After receiving the charges, the officer shall be given 72-hours notice of the hearing conducted by a body designated under the Ky. Rev. Stat. Ann. § 15.520. Ky. Rev. Stat. Ann. § 15.520(1)(h)(1). If the hearing is not conducted "within sixty (60) days of any charge being filed, the charge then shall be dismissed with prejudice and not be considered by any hearing authority and the officer shall be reinstated with full back pay and benefits." Ky. Rev. Stat. Ann. § 15.520 (1)(h)(8).
The City cites Jewish Hosp., Inc. v. Baptist Health Care System, Inc., 902 S.W.2d 844, 848 (Ky.Ct.App. 1995) for the proposition that the officer must request a hearing. In Jewish Hospital, the due process statute at issue specifically stated that a hearing would be given upon request. Id. at 846-47. The Kentucky legislature did not mention a right to request a hearing in § 15.520. Therefore, the Kentucky legislature did not intend for hearings to be given upon request but instead mandated a hearing using the strong language of § 15.520(1)(h)(8) requiring a hearing to be conducted within 60 days or the officer is to be reinstated.
In this case, the complaint was not sworn.

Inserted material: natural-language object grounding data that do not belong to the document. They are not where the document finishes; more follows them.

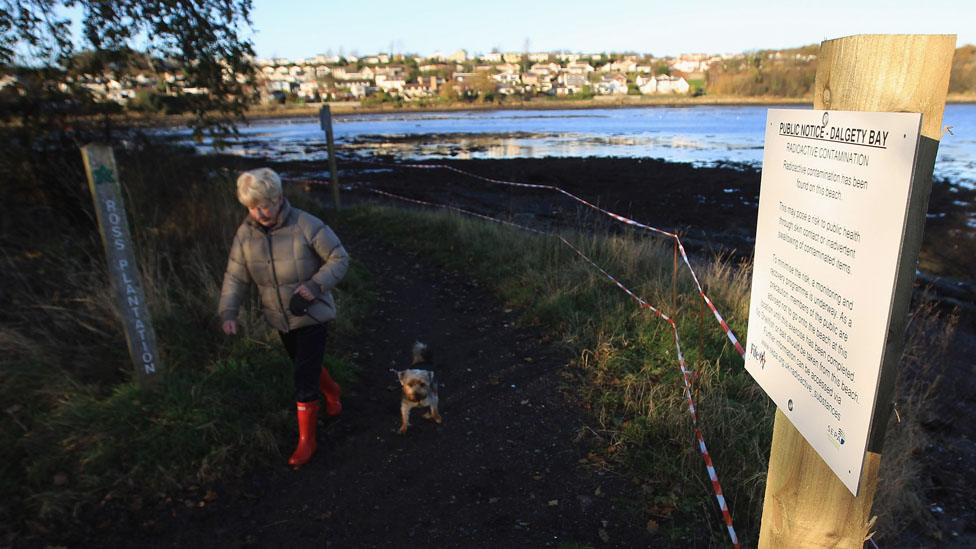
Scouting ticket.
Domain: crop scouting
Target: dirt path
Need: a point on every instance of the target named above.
(503, 470)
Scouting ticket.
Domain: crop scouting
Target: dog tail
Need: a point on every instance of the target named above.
(421, 353)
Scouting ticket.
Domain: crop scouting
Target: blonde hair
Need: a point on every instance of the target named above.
(260, 186)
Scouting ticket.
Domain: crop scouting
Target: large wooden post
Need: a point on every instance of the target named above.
(805, 504)
(325, 120)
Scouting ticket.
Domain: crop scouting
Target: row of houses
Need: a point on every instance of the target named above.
(334, 77)
(315, 81)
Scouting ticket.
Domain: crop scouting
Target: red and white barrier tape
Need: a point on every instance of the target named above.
(626, 220)
(685, 373)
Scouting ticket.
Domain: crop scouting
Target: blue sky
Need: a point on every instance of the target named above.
(301, 28)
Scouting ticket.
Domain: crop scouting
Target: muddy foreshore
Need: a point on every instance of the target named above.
(713, 208)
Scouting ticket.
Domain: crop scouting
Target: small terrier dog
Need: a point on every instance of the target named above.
(419, 387)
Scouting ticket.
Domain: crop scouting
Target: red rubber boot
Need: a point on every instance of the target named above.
(330, 390)
(307, 412)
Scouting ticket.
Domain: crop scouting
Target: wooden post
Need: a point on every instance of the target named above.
(113, 223)
(325, 120)
(805, 504)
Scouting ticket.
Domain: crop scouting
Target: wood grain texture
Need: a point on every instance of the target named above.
(886, 73)
(805, 504)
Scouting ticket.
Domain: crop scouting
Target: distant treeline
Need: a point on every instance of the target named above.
(791, 73)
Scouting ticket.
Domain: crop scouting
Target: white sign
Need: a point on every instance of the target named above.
(832, 209)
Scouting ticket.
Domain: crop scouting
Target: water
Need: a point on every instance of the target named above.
(705, 135)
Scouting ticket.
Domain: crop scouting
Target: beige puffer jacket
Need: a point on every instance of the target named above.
(298, 249)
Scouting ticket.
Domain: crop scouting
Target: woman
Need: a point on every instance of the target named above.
(287, 252)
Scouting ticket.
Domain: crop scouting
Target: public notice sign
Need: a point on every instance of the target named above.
(832, 214)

It is not necessary that the complaint be sworn for disciplinary action to be taken under Ky. Rev. Stat. § 15.520. McDaniel v. Walp, 747 S.W.2d 613, 614 (Ky.Ct.App. 1987).

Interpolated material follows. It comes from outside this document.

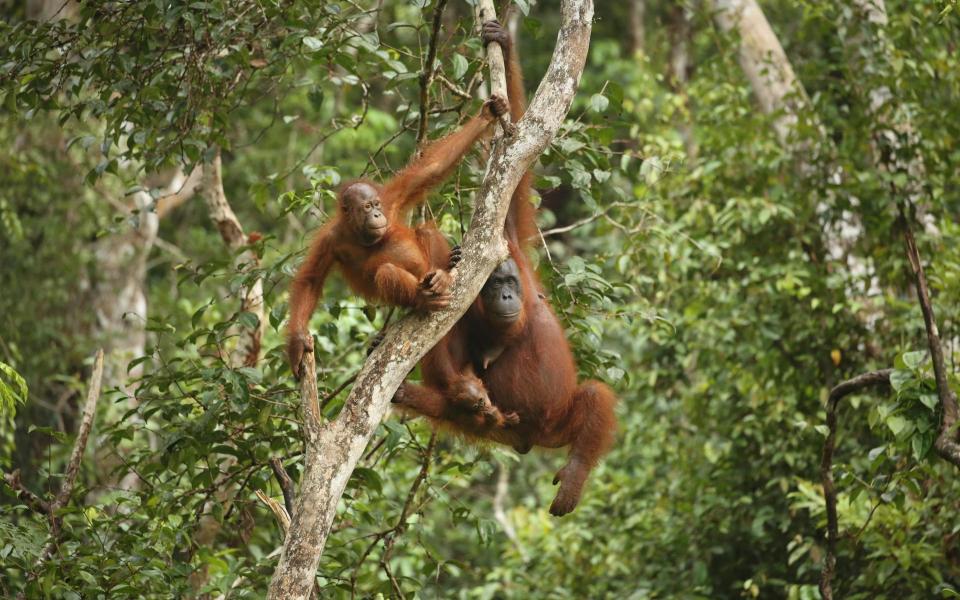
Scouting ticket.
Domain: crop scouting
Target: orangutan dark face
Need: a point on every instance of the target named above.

Mr. Laux was not given a hearing within 60 days. The statute did not provide a mechanism for Mr. Laux to request a hearing but instead put the burden on the City to provide a hearing within 60 days of the complaint being filed and to provide Mr. Laux with notice of the hearing. The City argues that Mr. Laux was given a pre-termination hearing in the Mayor's office when she told him that he was fired. However, this hearing does not comply with the statutory requirement that Mr. Laux be given 72 hours notice of any hearing and have a right to have counsel present. Ky. Rev. Stat. Ann. § 15.520 (1)(h)(1) (5). Further, Mr. Laux did not waive his right to a hearing because the hearing was not provided within 60 days as required by statute. If the hearing had been conducted within 60 days of the complaint being filed, Mr. Laux could have waived his right to that hearing by his failure to appear.
CONCLUSION
The Plaintiff's Motion for Summary Judgment (Dkt. # 16) is GRANTED. The Defendant's Motion for Summary Judgment (Dkt. # 12) is DENIED. Both parties will present arguments in the form of briefs on the remedy for the violation of Mr. Laux's right to a due process hearing as set forth in the attached order.